Active-duty family members have a 2021 catastrophic cap of $1,000 for Group A beneficiaries and $1,058 for Group B beneficiaries.

Military retirees and their family members' catastrophic cap depends on their group and, for Group A, the Tricare plan they use -- see below.

Tricare Reserve Select and their family members always use Group B rates, so their 2021 catastrophic cap is $1,058.

Tricare Retired Reserve and their family members always use Group B rates, so their 2021 catastrophic cap is $3,703 per year.

Tricare Young Adult beneficiaries use the catastrophic cap for their sponsor's status, but always at Group B rates.
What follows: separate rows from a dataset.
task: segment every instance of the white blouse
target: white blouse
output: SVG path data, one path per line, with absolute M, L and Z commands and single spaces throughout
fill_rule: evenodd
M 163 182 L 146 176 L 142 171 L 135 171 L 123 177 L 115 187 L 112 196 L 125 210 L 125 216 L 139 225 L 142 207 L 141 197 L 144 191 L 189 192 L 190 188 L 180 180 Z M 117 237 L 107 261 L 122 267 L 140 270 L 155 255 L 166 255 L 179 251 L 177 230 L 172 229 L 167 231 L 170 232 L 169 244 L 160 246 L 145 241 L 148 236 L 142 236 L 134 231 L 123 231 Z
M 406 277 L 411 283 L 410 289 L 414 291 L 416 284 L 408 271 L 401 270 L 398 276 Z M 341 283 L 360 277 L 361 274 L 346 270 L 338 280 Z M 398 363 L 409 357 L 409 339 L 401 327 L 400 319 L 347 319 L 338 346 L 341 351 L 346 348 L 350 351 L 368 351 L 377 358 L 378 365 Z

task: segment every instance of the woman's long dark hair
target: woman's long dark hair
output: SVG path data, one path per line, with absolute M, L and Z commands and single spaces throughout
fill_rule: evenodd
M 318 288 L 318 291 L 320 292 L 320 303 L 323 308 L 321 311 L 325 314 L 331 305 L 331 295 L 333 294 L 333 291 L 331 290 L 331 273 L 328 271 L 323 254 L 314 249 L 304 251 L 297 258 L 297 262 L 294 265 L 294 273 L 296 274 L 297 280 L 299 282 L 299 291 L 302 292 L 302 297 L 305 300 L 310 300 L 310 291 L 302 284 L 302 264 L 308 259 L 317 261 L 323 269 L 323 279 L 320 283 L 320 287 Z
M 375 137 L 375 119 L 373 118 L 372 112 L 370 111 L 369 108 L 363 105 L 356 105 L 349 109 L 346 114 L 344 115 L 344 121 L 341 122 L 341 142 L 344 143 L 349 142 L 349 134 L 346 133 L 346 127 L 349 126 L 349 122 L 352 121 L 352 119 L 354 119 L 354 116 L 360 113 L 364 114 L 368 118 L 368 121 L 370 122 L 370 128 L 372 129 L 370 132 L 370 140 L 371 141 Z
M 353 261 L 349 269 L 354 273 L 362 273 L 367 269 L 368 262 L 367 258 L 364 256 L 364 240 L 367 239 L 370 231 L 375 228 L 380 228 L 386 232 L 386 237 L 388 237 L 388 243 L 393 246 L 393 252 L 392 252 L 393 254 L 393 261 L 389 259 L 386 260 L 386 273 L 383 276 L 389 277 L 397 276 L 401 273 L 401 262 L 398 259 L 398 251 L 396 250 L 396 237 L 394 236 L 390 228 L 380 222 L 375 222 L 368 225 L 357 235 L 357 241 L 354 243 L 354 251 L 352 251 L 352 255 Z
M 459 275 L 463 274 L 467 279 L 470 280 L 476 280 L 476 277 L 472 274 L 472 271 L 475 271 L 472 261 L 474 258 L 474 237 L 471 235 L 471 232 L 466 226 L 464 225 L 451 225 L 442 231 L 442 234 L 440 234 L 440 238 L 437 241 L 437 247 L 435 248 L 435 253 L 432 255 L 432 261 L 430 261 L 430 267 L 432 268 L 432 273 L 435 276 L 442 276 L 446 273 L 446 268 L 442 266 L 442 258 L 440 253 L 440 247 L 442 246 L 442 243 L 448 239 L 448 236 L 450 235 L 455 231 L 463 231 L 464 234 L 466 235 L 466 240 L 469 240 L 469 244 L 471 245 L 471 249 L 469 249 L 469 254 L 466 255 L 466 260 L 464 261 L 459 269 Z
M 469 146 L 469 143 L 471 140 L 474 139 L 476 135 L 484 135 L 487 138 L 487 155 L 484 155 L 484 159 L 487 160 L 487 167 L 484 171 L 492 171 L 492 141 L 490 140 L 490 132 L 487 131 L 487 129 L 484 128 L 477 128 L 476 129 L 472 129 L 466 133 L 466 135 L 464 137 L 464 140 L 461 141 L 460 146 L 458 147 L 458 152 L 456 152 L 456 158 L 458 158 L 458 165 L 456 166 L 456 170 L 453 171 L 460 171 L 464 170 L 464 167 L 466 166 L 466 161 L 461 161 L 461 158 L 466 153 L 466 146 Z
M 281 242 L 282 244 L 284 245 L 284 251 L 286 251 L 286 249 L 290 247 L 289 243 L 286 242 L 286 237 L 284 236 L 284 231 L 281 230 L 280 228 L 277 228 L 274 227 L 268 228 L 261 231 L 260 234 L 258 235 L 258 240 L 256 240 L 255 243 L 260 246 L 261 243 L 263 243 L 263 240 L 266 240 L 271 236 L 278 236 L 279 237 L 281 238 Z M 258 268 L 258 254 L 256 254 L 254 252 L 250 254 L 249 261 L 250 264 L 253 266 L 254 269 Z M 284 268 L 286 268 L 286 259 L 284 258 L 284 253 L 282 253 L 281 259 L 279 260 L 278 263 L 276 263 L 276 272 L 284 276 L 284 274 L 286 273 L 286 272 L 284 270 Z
This causes some confusion because the TYA beneficiary may have a different catastrophic cap than the rest of the family, even though all their costs are contributing to the same cap.

Military Retirees and their Tricare Plan

For retirees, the catastrophic cap is based on group and may vary based on the plan that is selected.

Group B military retirees and their families have a 2021 catastrophic cap of $3,703 per year.

The catastrophic cap for Group A retirees depends on which Tricare plan is being used. This is a new change in 2021. For 2021, Group A retirees and their families using Tricare Prime have a catastrophic cap of $3,000 per year. Group A retirees and their families using Tricare Select have a catastrophic cap of $3,500.

What's Counted Toward Your Catastrophic Cap?

Tricare counts everything except premiums toward your catastrophic cap, including enrollment fees, deductibles, co-payments and pharmacy charges. It's important to note the difference between an enrollment fee and a premium. The monthly cost paid by a retiree and their family for Tricare is an enrollment fee, and that enrollment fee is counted toward the catastrophic cap. The monthly cost paid for Tricare Reserve Select, Tricare Retired Reserve, Tricare Young Adult and the Continued Health Care Benefit Program is a premium, and premiums do not count towards the catastrophic cap.

If, or when, your family reaches your catastrophic cap for the year, you don't have any further responsibility for the cost of the Tricare-allowed portion of any covered care. Tricare picks up all the remaining covered costs.

Understanding your catastrophic cap makes it easier to create a health-care budget. Our family takes our catastrophic cap, divides by 12, and puts aside that amount into an account each month. When we have health-care expenses, the money is available to pay those bills. Understanding your catastrophic caps also helps you compare other health coverage options such as an employer-sponsored policy. It's an important part of your health-care coverage to understand.